What ideas did it reinforce?
Did it leave me more hopeful or more fearful?
Would I become a better person if I consumed this every day?
Those questions have changed the way I choose what deserves my attention.
Protect Your Attention
Your attention is limited.
Every hour you spend consuming something is an hour you’re allowing it to shape your thinking in some way.
That doesn’t mean you can never relax.
It doesn’t mean every piece of content has to be educational.
It simply means being intentional.
If you feed your mind intentionally, you’ll often think more intentionally.

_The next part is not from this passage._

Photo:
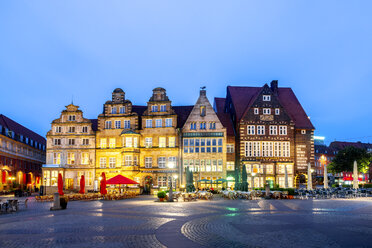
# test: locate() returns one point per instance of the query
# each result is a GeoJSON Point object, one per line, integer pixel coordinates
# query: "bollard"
{"type": "Point", "coordinates": [56, 203]}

Choose What You Feed Your Mind
Just as your body is built from the food you eat, your thinking is influenced by the ideas you consume.
Read books that challenge you.
Listen to conversations that make you think.
Spend time with people who bring out your best.
Step outside.
Be present.
Leave room for silence.
Some of the most important insights I’ve ever had didn’t come while I was scrolling.
They came after I stopped.
My Perspective
I don’t believe we’re powerless.
I don’t believe we’re simply products of our environment.
I do believe our environment influences us more than most of us realize.
The encouraging part is this:
We have a choice.
Every day we decide what deserves our attention.
And over time, those choices begin shaping the person we’re becoming.
That’s one reason I created Who Programmed You?
Not because I think someone else controls your life.
But because I believe every one of us benefits from occasionally asking:
Who—or what—is shaping the way I think?
When you begin asking that question honestly, something interesting happens.
You stop consuming everything automatically.
You start choosing more intentionally.
And that may be one of the most important shifts you ever make.
Final Thoughts
The world has never competed harder for your attention than it does today.
Every app.
Every notification.
Every advertisement.
Every video.
Every headline.
Someone is asking for a few more seconds of your mind.
Choose wisely.
Because what you watch today has the potential to influence how you think tomorrow.
And how you think tomorrow helps shape the person you become.
That’s why I don’t just ask myself what’s worth watching.
I ask myself what’s worth becoming.
The answer to that question has changed far more than my screen time.
It’s changed my life.
Frequently Asked Questions
Can what I watch really influence how I think?
Whether we realize it or not, what we repeatedly watch, listen to, and consume becomes part of the environment our minds are constantly learning from. Not every impression changes us, but repeated patterns often do. The ideas we hear over and over begin to feel familiar, and what feels familiar often starts to feel normal.
Is all entertainment secretly trying to manipulate me?
I'm not suggesting every movie has a hidden agenda or that every show is trying to manipulate you. Sometimes entertainment is simply entertainment. But stories have always shaped human beings, influencing what we admire, what we fear, what we expect, and sometimes what we believe is possible.
How can I be more intentional about what I watch?
Instead of only asking whether something was entertaining, I've started asking how it made me feel, what ideas it reinforced, and whether it left me more hopeful or more fearful. I also ask whether I'd become a better person if I consumed it every day. Those questions changed the way I choose what deserves my attention.